Putin aide denies there is other woman
A spokesman for President Vladimir Putin took the unusual step Friday of announcing publicly that Putin is not in a romantic relationship, trying to quiet speculation that he and his wife of 29 years are divorcing to allow him to remarry.
Though he mentioned no names, Dmitry Peskov was in part addressing persistent rumors that Putin is involved with an Olympic gold medalist in rhythmic gymnastics and that the two have a child.
WASHINGTON: Prosecutors on Friday recommended four years in prison for former Rep. Jesse Jackson Jr., following his guilty plea on criminal charges that he engaged in a scheme to spend $750,000 in campaign funds on personal items. The government suggested an 18-month sentence for Jackson's wife, Sandra, who pleaded guilty to filing false joint federal income tax returns that understated the couple's income.

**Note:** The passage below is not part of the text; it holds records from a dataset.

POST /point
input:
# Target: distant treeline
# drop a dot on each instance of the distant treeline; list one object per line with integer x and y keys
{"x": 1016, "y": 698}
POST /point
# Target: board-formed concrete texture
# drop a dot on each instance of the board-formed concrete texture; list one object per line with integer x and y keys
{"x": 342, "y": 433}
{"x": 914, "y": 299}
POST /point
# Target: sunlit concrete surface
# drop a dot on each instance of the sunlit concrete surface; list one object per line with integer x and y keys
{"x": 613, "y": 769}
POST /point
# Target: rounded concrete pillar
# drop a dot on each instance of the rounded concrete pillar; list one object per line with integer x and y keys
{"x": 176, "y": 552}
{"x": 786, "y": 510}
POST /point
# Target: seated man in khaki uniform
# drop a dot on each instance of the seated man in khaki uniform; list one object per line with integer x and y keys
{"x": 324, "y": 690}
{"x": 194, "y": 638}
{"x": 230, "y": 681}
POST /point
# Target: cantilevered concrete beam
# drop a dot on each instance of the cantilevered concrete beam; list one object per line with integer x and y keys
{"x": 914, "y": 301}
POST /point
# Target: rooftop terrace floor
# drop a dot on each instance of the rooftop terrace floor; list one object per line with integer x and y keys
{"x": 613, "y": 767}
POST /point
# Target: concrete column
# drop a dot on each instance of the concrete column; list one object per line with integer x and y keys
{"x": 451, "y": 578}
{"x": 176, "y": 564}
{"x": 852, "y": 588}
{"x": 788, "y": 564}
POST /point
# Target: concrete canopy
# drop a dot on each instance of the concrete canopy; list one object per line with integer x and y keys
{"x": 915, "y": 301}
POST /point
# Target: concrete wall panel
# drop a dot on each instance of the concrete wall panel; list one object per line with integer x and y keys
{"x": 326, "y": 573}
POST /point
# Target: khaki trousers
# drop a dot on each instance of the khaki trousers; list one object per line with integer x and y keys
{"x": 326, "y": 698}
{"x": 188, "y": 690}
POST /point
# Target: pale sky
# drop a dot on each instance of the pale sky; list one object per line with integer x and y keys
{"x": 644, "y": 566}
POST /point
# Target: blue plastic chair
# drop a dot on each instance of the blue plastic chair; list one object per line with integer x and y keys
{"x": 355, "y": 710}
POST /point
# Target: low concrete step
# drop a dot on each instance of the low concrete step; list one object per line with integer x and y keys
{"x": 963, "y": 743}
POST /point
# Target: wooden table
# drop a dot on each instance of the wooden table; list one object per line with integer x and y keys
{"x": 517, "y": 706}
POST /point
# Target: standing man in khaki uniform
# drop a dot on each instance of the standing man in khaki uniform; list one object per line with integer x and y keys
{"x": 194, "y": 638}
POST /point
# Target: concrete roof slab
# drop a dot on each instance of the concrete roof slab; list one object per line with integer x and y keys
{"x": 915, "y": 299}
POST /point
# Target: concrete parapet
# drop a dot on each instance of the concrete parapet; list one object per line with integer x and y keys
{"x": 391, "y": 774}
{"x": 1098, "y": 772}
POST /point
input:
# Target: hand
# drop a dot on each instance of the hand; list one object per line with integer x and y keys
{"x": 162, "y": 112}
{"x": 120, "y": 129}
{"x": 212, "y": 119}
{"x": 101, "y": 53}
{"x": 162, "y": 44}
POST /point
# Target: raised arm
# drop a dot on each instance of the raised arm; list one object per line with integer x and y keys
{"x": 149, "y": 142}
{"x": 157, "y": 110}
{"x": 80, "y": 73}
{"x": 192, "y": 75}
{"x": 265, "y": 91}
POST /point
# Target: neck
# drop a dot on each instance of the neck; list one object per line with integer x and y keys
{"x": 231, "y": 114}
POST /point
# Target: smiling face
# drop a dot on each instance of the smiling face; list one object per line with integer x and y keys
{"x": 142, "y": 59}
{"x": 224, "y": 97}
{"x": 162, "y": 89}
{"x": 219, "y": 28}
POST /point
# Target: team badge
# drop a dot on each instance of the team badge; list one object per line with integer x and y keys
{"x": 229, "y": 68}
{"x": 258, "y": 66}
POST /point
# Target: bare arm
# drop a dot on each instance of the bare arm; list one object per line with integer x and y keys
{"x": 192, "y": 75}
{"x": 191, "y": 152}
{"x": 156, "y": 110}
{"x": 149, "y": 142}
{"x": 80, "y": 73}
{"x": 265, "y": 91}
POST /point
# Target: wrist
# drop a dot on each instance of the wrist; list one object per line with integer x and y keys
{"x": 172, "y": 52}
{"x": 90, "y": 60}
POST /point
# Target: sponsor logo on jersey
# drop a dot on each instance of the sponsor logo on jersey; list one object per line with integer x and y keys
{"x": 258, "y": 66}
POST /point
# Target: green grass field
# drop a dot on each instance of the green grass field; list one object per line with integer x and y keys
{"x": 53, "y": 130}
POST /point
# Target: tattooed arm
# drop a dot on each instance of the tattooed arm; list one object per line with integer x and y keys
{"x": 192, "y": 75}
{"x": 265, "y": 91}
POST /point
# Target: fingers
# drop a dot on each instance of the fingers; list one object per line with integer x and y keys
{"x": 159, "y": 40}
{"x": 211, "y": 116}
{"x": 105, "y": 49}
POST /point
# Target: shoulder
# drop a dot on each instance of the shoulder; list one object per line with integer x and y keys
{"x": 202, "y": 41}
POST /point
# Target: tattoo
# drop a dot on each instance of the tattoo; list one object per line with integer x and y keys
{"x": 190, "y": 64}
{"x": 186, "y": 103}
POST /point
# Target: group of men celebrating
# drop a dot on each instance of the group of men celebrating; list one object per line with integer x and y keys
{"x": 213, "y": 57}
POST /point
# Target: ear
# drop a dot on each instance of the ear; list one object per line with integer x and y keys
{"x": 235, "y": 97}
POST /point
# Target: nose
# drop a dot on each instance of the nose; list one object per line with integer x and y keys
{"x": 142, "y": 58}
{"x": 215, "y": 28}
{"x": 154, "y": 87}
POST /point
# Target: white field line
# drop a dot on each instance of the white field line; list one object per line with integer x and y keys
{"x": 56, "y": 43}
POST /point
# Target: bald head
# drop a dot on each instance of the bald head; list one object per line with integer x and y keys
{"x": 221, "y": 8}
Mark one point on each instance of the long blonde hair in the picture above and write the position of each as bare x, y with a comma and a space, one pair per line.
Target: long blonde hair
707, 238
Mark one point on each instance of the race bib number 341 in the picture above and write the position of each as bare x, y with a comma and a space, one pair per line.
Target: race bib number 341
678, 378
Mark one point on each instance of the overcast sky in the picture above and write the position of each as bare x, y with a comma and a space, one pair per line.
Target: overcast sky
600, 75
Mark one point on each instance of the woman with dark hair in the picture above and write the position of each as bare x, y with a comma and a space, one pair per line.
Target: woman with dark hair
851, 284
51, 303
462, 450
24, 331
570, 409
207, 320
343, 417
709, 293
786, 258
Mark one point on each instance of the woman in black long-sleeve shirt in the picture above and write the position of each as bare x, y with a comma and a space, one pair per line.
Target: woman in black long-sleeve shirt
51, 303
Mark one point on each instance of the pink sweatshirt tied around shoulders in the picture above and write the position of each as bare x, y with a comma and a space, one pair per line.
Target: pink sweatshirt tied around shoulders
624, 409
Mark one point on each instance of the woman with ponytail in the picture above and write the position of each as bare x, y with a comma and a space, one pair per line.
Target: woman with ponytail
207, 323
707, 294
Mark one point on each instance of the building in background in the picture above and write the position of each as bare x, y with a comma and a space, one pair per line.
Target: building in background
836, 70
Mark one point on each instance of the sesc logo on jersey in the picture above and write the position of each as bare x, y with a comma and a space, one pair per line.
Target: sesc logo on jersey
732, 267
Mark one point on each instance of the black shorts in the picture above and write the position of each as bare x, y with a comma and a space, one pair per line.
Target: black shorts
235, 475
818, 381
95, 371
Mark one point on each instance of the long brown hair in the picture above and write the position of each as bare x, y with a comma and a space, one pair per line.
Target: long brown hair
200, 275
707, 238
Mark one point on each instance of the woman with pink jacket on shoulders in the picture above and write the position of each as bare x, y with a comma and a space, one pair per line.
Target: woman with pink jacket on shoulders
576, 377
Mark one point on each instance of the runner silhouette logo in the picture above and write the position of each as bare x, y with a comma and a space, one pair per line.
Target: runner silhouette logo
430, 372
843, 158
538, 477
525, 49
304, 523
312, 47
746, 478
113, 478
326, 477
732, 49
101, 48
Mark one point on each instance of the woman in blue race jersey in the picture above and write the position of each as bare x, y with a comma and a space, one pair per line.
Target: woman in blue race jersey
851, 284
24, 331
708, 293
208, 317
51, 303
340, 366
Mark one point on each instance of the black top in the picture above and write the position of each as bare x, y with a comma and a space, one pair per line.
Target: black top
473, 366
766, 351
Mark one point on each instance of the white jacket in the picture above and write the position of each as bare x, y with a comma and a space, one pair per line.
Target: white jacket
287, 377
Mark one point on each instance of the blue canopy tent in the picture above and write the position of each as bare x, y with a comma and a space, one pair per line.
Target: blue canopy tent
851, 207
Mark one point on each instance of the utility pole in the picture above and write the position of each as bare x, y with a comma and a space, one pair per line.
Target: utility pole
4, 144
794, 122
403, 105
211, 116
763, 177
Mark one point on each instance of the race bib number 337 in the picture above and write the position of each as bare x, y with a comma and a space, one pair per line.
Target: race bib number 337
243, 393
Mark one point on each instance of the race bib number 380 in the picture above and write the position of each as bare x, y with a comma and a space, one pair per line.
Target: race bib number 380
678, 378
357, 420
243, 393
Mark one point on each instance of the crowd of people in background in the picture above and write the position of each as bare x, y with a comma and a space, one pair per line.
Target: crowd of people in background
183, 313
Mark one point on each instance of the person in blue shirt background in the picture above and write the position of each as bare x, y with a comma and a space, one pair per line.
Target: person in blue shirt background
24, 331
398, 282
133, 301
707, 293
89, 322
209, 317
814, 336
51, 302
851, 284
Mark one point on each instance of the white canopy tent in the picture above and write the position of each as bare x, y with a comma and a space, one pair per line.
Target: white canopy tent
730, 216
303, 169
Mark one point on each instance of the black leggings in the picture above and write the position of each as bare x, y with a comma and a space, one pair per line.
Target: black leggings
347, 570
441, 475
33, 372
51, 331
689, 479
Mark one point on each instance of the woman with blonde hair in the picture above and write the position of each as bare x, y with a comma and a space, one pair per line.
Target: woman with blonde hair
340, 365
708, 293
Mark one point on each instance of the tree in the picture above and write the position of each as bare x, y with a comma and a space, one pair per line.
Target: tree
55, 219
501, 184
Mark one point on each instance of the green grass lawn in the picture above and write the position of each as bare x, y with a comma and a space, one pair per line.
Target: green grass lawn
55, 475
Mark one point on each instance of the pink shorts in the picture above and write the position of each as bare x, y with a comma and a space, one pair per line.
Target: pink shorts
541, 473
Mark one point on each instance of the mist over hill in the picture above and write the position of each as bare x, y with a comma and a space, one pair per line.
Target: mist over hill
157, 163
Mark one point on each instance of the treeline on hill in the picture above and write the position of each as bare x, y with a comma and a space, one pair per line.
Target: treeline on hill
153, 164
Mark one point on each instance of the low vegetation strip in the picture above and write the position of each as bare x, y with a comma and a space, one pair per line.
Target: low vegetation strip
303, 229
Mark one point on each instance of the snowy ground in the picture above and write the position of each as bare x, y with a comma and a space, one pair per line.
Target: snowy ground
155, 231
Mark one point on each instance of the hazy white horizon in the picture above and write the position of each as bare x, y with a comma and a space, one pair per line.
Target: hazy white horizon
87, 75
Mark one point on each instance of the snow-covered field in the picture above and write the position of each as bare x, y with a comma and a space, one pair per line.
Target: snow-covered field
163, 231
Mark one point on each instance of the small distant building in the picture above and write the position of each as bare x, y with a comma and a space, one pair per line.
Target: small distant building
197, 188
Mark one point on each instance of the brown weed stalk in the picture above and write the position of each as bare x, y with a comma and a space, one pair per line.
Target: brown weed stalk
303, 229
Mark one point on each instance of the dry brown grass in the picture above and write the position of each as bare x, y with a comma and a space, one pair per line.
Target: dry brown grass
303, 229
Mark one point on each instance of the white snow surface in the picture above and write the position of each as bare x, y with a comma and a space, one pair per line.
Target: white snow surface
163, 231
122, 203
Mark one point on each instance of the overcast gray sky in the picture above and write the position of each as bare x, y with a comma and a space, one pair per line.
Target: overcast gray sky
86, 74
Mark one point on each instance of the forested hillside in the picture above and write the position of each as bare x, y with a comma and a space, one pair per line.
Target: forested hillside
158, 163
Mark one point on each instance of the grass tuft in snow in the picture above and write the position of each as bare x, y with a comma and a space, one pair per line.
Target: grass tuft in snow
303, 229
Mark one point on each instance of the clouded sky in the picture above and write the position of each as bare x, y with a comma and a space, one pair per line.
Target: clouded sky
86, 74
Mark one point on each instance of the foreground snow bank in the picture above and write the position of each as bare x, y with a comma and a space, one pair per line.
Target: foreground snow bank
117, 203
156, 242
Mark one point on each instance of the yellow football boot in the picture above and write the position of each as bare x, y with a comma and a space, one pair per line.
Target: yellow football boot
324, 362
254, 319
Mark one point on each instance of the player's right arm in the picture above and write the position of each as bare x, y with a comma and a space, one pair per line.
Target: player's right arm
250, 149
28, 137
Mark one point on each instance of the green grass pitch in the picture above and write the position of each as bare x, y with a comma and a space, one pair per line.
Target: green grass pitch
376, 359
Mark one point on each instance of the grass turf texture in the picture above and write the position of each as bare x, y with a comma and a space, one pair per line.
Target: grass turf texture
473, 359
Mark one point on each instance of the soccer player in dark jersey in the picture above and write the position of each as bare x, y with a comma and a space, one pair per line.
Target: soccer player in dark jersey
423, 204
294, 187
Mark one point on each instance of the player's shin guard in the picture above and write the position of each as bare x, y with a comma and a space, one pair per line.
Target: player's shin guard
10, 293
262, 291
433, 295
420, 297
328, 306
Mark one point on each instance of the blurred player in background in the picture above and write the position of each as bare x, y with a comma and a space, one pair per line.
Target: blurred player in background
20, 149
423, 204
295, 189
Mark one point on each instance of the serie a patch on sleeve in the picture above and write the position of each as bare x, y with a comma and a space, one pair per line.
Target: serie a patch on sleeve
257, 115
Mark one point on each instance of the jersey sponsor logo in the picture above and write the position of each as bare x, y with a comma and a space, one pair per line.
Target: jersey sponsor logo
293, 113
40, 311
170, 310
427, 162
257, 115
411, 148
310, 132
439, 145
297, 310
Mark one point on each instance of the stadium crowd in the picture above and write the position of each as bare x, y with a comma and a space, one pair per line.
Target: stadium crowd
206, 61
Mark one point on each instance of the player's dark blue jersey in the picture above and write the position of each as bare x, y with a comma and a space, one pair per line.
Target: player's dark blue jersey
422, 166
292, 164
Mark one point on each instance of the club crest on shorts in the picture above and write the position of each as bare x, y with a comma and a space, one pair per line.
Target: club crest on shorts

Los Angeles: Richard Ramirez, the demonic serial killer known as the Night Stalker who was convicted of 13 murders that terrorized Southern California in 1984 and 1985, died early Friday in a hospital, a prison official said. Ramirez, 53, had been taken from San Quentin's death row to a hospital where authorities said he died of liver failure.
INDIA: A court in northern India on Friday sent three Nepalese men arrested on suspicion of gang-raping an American woman this week to prison while police investigate. Police arrested the men Thursday, but they haven't been charged.
Pakistan: A suspected U.S. drone strike killed seven militants in Pakistan near the Afghan border on Friday, Pakistani intelligence officials said. Upon taking office as prime minister on Wednesday, Nawaz Sharif issued an urgent call for the end of U.S. drone strikes on Pakistani soil. Many Pakistanis oppose the strikes, saying they kill civilians.